Adjusting division and stop volumes is better done in Organ settings | Rank voicing, rather than doing special things to your audio system that may only make sense for a small subset of your organs in the long run. You'll want your audio setup to be generic and robust enough to handle a wide variety of samplesets without a lot of fiddling.
Stereo samples generally sound better than mono, giving a better spacial impression of the organ. Some people do mono, but usually they use a lot more than 4 speakers.
Are your 4 speakers the same model? If so, 2 stereo pairs in one group can make good use of their capacity, letting Hauptwerk allocate pipes to stereo pairs.
Another common approach with 4 speakers is a stereo pair in front and a stereo pair in back, as separate groups for surround samplesets, with another group of both pairs as above for non-surround samplesets like Salisbury.

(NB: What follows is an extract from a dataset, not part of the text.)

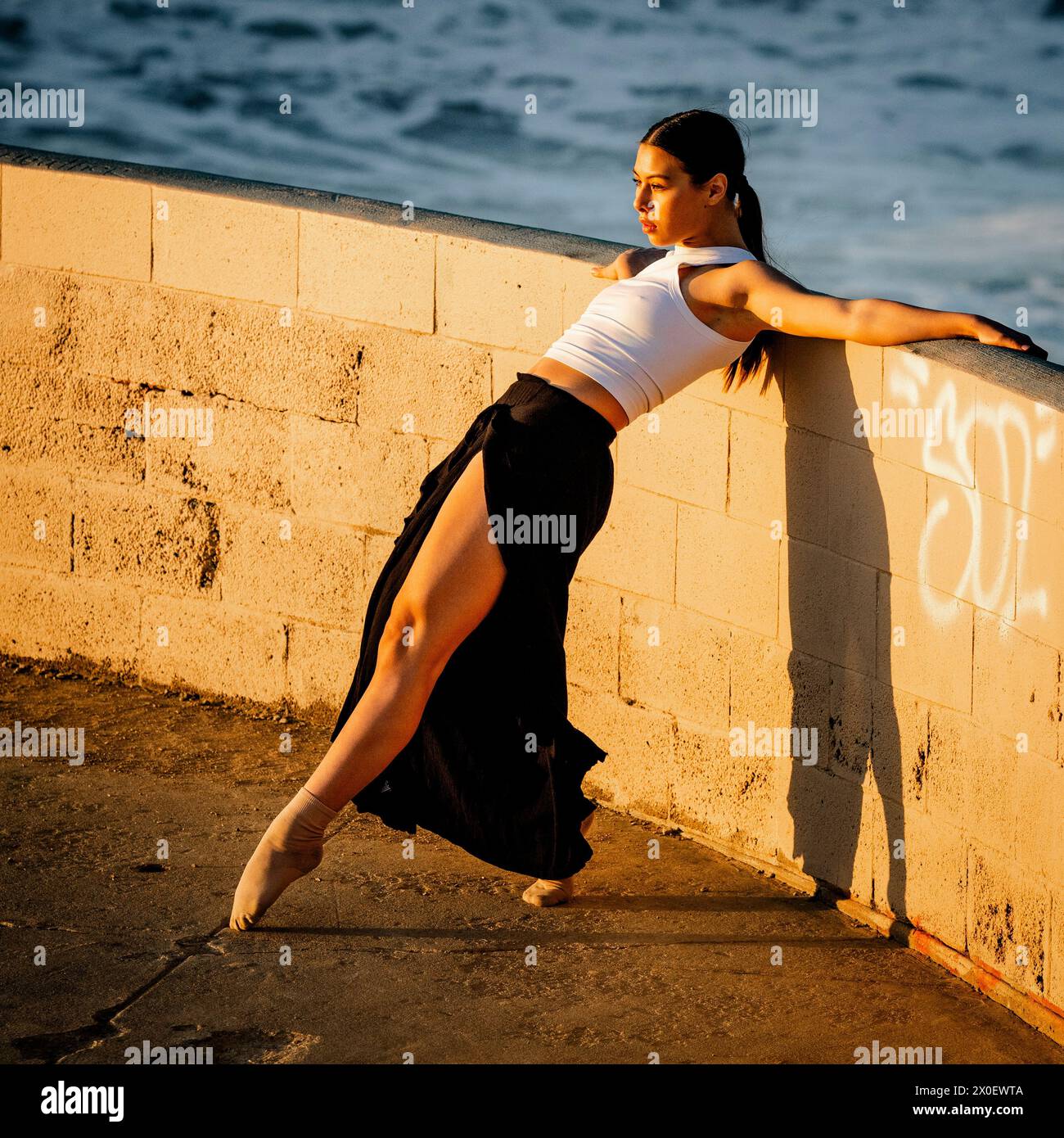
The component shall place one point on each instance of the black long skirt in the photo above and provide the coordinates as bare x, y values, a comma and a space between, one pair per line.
495, 766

Do you intend to add a subwoofer and/or expand to more speakers? Then you could look at a larger audio interface, but for now I'd test and learn with what you have.

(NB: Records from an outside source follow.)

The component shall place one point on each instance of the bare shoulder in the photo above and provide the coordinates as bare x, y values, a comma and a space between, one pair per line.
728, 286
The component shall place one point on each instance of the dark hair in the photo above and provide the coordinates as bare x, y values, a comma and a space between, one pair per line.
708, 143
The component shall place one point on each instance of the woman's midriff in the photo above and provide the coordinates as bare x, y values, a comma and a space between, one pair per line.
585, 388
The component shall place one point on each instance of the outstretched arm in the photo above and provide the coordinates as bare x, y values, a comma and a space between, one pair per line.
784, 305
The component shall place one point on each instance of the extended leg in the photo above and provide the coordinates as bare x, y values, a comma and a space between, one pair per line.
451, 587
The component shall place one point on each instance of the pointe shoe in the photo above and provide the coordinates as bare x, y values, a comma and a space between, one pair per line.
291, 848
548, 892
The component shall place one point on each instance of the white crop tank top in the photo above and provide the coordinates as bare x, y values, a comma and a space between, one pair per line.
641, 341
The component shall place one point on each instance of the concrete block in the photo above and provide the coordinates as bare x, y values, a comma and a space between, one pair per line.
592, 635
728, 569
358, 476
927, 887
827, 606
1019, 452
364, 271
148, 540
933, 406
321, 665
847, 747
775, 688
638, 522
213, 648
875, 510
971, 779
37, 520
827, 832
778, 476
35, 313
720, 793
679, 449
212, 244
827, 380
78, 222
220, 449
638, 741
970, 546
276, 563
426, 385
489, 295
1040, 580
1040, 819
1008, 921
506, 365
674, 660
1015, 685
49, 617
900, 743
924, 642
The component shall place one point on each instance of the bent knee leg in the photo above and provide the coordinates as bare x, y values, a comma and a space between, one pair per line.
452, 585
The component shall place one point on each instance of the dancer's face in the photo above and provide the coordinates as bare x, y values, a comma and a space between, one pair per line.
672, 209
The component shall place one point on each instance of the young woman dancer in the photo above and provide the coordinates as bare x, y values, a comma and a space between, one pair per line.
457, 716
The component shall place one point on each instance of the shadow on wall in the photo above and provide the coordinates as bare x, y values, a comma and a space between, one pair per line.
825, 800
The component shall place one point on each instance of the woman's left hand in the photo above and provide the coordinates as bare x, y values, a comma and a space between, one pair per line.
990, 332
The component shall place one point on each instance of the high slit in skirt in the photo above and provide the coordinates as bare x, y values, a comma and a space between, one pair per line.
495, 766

I do send each division to separate audio groups on many organs, but I have 3 - 4 pairs of speakers in each group. I wouldn't chop up a small number of speakers by division, personally. But you can certainly try SW CH on one pair and GT PD SO on the other (or any split you like) to see what it does for the sound.
Edit: In Danny's terms below, I use divisional routing with a Hauptwerk array for each division. But only 4 groups (arrays of speakers), so I combine divisions where applicable as GT + BD, SW + SO, CH + EC. PD separate. But for some smaller organs I use pitch-based layers with manual 16 - 8' to one group, 4'+ to another, pedal to another. In those cases, I group speakers differently. You can have overlapping groups, so I have more than one group scheme in the same preset.